In this post by Sebastian Fiedler, there are a number of interesting insights regarding the use of blogs by students as a new form of learning. He first quote from this post by Spike Hall:
Reading two edublogging entries (
one here and
the second here) from James Farmer started me off. Initially he cited blog entries of
Seb Fiedler and
Seb Paquet , [in response to Seb Fiedler] on equipping college and graduate students with weblogs as a major learning and self-development tool. Their entries are well worth your time.
To their thoughts I would add two. First, this is not simply a technology you are trying to hand over to these students. You are passing over the deuterolearning (aka meta-learning and learning-to-learn) torch.

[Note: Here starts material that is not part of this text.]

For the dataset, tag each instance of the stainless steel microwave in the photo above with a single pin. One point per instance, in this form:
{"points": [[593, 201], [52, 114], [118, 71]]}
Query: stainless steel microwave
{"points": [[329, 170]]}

Sebastian Fiedler responds by adding that facilitating this "learning-to-learn" can be a challenge:
I keep bumping into missing "subskills and attitudes" of adult learners whenever I try to integrate personal Webpublishing practices into formal course settings
People are used to certain way of learning. It is not enough to hand over some new technology or tools. People are often resitant to change - and so it is with changing how we learn. Students may need to develop these subskills and attitudes prior to fully embracing blogging as a new form of learning. So students may need to be taught not just how to learn for themselves, but how to develop the attitudes and subskills that may enable to to embrace self-learning tools such as blogging. Very interesting.